Procyclicality (i.e.the tendency of risk measurements to overestimate future risk in times of crisis, while underestimating it in normal times) is a major problem that all financial institutions must manage: insurance companies, banks, regulatory bodies… As a result, they are required to provide substantial capital in the aftermath of a financial crisis, but far less capital prior to such crises. Hence Gilles Moëc’s warning.

The issue of procyclicality arises in the context of regulation and financial risk management. Financial institutions (such as insurance companies, banks, investment funds) are required to evaluate their risk based on probabilistic and statistical models, from which risk measures are estimated. The two most common risk measures are the Value-at-Risk (VaR), i.e. a quantile at a certain threshold of the distribution of portfolio returns, and Expected Shortfall (ES), the average of all returns greater than the VaR. Clearly, an accurate capital valuation is essential for risk management. Further, determining the most appropriate risk measure to evaluate the risk of financial institutions is a highly debated question, especially after the 2008-2009 financial crisis [see Chen (2018) and Emmer et al. (2015) for a review]. We tackle this question from another angle, namely that of the procyclicality of the risk measure estimation, and examine the two following issues: How can we quantify procyclicality? How can we explain it?

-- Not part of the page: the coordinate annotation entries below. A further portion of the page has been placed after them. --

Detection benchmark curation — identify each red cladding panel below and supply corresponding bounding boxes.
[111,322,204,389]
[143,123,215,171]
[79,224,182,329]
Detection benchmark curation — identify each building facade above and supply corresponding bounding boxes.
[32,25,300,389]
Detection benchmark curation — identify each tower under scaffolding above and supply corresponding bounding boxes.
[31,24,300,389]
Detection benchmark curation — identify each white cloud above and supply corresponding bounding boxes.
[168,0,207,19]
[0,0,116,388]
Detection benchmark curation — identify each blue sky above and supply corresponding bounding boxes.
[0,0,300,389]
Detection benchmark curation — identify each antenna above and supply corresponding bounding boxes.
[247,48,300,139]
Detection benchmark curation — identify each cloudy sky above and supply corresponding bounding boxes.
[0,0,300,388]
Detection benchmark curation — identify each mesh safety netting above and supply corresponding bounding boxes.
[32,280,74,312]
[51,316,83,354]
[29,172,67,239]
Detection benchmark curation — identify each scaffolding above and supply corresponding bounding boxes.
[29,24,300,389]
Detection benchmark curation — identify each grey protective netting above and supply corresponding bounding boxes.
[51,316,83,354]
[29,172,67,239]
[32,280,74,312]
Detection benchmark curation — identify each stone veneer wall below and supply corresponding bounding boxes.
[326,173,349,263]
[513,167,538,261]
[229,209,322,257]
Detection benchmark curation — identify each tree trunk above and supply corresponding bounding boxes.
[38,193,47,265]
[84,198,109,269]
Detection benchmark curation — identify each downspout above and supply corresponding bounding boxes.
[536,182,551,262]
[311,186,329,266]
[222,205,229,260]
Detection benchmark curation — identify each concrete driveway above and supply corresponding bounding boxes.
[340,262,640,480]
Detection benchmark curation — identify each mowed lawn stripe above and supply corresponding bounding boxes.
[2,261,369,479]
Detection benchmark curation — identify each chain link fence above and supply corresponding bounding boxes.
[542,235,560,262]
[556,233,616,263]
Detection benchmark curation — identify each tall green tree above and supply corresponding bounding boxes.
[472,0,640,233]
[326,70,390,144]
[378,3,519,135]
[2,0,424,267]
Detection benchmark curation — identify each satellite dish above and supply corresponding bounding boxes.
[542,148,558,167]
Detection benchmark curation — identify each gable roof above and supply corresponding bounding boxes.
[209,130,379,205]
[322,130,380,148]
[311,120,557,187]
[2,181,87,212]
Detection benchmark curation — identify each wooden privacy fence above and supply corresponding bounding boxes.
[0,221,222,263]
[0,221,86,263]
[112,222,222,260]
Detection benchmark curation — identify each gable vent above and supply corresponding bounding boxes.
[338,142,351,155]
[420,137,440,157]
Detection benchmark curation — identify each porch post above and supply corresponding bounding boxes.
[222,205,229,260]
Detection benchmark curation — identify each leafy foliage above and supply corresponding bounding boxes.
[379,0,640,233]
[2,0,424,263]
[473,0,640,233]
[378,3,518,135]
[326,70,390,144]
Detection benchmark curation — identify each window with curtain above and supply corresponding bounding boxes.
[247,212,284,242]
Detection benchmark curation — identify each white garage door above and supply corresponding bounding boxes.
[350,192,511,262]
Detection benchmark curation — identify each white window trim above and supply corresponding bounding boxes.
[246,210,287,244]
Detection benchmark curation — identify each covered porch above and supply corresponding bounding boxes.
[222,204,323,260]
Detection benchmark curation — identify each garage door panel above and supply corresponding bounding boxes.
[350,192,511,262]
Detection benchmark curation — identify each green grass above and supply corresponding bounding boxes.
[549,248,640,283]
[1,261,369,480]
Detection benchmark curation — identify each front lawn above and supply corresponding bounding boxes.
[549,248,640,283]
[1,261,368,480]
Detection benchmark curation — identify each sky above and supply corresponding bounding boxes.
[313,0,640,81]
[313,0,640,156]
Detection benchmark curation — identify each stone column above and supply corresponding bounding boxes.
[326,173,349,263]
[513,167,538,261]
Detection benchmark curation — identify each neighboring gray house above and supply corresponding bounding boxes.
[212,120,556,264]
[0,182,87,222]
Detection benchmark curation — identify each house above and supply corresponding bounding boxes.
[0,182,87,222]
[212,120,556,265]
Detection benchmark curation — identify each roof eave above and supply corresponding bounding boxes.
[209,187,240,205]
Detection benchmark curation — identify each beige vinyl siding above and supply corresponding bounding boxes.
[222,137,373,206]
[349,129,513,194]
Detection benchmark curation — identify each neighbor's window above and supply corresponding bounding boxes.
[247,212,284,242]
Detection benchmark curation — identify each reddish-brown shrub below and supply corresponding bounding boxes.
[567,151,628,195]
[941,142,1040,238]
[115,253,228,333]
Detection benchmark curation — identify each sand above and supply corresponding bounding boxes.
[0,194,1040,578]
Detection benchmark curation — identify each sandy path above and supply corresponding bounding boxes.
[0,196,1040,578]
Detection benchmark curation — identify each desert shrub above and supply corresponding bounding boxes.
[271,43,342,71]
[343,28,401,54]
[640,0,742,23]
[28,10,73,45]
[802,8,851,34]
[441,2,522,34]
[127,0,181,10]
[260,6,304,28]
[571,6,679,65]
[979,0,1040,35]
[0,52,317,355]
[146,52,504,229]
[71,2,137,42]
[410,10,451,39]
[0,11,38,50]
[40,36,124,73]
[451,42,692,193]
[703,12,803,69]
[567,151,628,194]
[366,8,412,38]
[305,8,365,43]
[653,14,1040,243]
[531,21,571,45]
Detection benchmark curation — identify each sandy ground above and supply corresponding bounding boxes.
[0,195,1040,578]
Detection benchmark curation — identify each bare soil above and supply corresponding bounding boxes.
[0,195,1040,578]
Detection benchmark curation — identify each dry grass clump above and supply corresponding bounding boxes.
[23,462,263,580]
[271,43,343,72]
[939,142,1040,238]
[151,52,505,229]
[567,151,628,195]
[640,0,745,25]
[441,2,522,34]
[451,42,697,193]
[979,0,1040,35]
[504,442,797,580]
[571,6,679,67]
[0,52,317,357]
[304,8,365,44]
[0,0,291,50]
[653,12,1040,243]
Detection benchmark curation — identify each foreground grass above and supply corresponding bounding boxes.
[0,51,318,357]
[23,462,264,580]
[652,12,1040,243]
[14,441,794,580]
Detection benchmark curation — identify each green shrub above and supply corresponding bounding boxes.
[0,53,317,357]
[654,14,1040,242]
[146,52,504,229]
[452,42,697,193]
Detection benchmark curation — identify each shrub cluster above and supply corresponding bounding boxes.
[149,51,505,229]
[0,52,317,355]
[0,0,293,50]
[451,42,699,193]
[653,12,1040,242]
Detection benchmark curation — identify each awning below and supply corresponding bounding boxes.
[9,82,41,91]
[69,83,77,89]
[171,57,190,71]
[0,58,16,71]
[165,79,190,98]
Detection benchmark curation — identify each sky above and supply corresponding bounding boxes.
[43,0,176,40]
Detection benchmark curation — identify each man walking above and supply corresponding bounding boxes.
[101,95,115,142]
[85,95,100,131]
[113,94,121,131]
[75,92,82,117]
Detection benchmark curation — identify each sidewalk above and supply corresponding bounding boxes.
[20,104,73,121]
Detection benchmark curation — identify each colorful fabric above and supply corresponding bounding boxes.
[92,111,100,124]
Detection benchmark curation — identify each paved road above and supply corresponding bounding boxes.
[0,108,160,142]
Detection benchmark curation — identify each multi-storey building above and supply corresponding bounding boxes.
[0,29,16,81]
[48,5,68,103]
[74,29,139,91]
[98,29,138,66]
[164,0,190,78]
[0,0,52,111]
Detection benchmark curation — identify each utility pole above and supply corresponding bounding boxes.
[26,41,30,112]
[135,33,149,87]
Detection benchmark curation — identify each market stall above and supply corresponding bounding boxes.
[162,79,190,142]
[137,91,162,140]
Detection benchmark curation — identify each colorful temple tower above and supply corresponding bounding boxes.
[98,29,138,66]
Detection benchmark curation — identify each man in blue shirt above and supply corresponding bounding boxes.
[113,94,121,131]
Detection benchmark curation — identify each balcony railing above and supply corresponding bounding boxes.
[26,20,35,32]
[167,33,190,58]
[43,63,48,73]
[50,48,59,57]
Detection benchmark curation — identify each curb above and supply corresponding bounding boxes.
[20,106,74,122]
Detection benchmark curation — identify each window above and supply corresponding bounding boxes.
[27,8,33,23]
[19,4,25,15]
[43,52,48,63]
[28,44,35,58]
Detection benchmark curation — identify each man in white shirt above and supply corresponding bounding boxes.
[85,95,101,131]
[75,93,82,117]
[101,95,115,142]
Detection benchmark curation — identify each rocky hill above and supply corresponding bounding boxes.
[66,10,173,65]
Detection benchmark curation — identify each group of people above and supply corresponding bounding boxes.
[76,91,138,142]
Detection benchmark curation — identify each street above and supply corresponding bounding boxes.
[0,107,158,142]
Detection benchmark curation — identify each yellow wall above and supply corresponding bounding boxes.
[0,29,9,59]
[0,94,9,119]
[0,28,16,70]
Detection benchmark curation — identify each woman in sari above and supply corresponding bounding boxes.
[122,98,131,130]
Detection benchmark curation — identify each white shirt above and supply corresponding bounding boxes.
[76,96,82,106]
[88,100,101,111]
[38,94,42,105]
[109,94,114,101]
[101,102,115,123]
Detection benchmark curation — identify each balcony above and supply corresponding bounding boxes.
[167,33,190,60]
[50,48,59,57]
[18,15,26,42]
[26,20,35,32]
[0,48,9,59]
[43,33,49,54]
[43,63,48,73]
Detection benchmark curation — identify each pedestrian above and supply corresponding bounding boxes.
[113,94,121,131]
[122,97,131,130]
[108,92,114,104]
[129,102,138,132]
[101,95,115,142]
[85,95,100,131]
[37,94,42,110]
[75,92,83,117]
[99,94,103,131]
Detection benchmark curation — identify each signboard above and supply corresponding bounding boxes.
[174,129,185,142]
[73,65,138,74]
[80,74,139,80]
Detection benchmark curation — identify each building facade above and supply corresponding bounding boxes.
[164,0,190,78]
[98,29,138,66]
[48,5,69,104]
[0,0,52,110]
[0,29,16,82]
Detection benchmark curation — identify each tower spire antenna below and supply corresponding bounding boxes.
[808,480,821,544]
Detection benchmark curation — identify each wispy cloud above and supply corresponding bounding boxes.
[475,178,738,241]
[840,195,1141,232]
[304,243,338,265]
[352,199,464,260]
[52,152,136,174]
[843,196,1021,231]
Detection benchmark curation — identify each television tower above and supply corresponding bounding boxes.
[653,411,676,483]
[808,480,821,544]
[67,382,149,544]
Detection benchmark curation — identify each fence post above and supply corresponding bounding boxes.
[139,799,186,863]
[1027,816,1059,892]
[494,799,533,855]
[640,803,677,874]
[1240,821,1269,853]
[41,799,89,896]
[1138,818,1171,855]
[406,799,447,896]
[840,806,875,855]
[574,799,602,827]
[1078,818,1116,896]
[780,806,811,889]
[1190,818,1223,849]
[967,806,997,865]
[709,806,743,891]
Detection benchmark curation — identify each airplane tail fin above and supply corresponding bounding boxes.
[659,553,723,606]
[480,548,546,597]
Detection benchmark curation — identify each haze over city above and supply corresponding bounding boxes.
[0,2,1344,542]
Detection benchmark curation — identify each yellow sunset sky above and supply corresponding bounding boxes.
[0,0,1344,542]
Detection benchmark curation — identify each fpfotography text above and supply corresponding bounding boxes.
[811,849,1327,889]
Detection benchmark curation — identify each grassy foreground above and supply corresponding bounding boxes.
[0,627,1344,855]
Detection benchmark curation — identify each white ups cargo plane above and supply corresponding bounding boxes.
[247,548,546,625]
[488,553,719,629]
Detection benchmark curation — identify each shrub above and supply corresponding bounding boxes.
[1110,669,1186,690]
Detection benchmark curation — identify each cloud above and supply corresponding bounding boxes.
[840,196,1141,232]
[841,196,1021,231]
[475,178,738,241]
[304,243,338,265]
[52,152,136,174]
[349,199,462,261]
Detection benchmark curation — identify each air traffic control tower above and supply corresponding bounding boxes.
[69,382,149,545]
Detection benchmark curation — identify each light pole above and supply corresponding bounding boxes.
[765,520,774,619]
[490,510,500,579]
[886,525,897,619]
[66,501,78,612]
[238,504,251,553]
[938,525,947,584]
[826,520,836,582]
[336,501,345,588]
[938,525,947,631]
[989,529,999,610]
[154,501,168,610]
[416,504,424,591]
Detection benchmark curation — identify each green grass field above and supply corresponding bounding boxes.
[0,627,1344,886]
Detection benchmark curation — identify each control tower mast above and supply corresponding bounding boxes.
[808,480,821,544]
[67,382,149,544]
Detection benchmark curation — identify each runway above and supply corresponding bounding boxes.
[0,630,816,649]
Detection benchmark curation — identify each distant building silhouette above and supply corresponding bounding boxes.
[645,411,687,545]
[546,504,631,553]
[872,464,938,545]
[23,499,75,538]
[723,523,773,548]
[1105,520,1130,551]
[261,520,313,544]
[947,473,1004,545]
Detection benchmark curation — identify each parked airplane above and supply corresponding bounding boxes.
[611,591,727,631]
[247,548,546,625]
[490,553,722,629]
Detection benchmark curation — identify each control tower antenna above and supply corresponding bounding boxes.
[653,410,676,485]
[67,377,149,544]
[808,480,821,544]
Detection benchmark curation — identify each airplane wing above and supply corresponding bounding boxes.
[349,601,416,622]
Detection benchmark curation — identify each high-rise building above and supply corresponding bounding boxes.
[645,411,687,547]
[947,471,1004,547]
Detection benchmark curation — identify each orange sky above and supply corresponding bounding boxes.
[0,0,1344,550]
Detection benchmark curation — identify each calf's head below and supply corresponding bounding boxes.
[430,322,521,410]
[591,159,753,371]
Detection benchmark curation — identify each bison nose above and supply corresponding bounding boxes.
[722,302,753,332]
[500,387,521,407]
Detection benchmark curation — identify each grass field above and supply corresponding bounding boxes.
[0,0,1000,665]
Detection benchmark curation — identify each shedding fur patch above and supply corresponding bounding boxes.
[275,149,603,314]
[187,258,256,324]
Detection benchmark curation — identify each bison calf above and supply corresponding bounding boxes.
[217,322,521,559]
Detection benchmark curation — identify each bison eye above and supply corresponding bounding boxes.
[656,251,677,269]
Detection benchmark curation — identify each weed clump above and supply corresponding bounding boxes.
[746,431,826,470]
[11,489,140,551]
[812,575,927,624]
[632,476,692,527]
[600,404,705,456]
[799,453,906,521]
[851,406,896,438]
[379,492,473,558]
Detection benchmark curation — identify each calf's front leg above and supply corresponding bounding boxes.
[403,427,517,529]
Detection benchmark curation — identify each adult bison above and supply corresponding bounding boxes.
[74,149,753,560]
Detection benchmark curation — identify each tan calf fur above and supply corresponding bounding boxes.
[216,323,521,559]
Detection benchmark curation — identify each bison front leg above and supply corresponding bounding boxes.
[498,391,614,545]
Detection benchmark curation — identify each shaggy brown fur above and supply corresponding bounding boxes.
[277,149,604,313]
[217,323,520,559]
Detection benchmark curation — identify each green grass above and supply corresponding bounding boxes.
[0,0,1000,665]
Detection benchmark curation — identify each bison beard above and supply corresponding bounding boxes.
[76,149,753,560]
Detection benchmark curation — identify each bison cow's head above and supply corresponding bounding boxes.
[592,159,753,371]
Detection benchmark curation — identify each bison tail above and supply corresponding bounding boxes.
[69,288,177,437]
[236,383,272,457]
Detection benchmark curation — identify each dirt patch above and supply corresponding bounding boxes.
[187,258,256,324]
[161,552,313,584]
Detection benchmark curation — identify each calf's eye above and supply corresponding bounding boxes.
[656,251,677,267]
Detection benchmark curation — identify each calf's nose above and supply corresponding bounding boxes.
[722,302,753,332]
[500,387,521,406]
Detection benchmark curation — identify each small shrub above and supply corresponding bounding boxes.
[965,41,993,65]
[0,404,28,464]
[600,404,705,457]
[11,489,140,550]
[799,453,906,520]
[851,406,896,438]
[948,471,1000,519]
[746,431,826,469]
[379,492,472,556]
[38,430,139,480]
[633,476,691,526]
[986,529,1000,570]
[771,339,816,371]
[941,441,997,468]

Of course, the regulatory authorities of various sectors, like the BIS (Bank for International Settlements), EIOPA (European Insurance and Occupational Pensions Authority) or ESMA (European Securities and Markets Authority), have proposed various solutions to reduce procyclicality (in the context of Basel III, Solvency II, EMIR). These approaches are based on a macroeconomic perspective on procyclicality, as is the majority of the academic literature, namely: the macro-economy is affected by how banks react to changing macroeconomic conditions, which in turn impacts the bank’s performances, reinforcing the effects of the cyclical fluctuations of the macroeconomy.

In this study (2), taking a statistical point of view, we examine the possibility that the way of estimating capital requirements using risk measures (such as VaR and ES) is a possible source of procyclicality. This new approach complements the various economic studies carried out on the subject, since the error margin of risk measurement undoubtedly affects risk management. Starting from this very concrete question, we study it both empirically and theoretically, going back and forth between these two approaches, in order to mathematically validate (or not) the empirical facts we discovered. 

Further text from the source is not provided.